稲垣ひでや氏「ストップ大阪IR!大阪にカジノは不要」
稲垣氏は大阪IRに対して、「ストップ大阪IR!大阪にカジノはいらない」と強く主張しています。
カジノに対して強い反対の意思を示しており、カジノは大阪の治安を悪化させたり、子育てをおこなう環境として適さなくなるとコメントしています。
IR全体に対して反対しているというよりは、カジノに特化して反対しているように感じられます。
たつみコータロー氏「カジノは地域や府民の人生を壊すもの」
たつみ氏は、IRに対して「カジノはギャンブル依存症や治安の悪化など、様々な負の問題が地域や府民の人生を壊してしまう」と反対の意思を強く表明しました。

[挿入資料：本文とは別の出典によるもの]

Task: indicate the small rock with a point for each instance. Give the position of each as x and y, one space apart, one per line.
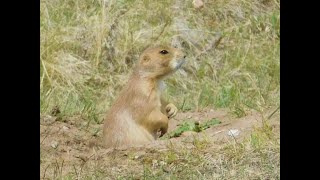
165 169
154 163
188 133
233 132
197 4
47 120
162 163
54 144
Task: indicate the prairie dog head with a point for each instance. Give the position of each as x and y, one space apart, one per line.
159 61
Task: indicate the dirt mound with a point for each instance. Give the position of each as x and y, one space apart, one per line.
71 147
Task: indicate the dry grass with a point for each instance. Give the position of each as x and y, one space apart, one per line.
233 47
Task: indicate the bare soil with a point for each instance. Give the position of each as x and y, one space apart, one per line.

カジノに関わる事業にたいして、公金が使われている現状について不信感を抱いており、「カジノの収益を福祉や教育にあてることは間違っている」とコメントしています。
ギャンブル依存症対策にも触れ、対策をおこなうくらいであれば、カジノそのものを作らない方がより効果的であると主張しました。
吉村洋文氏「IR誘致によってもたられる経済活性化を推進」
今回の大阪府知事選において、唯一大阪IR事業について肯定している吉村氏。
吉村氏は今まで大阪IRを成長戦略の一つであると捉えており、高い経済効果が見込めると主張しました。
IRにおいてカジノが占める割合は3%未満であることに触れ、「カジノは厳格に管理され、ギャンブル依存対策にも今後積極的に取り組むとコメントしました。
吉野敏明氏「地盤沈下の問題を抱える土地に投資するのは危険」
吉野氏は大阪IRに対し、計画の即時撤回を表明しており、候補者の中で最も強く反対している候補者です。
但し、強く反対しているのは舞台となっている夢洲に対してです。
吉野氏は夢洲に地番沈下のリスクがあることを強く懸念しており、「どうしてもIRやカジノをやりたいのであれば、夢洲に作るべきではない」と述べています。
なお、吉野氏は精神科病院での勤務歴があることから、ギャンブル依存症の問題にも触れており、「一番のギャンブル依存症対策は、カジノそのものを作らないことだ」とコメントしました。
さとうさやか氏「IR誘致をおこなうかどうかは住民投票で決めるべき」
さとう氏は大阪IRに対しては、「住民票をおこなって決めるべき」と述べました。
大阪IRにおいては中立的な立場を取っており、「IR事業は府民の協力があってこそ実現するものなので、住民の皆様がどう考えているかを尊重して一緒に考えたい」と表明しています。
他の候補者たちは賛成派、反対派にはっきりわかれていますが、さとう氏だけは中立の立場を貫いています。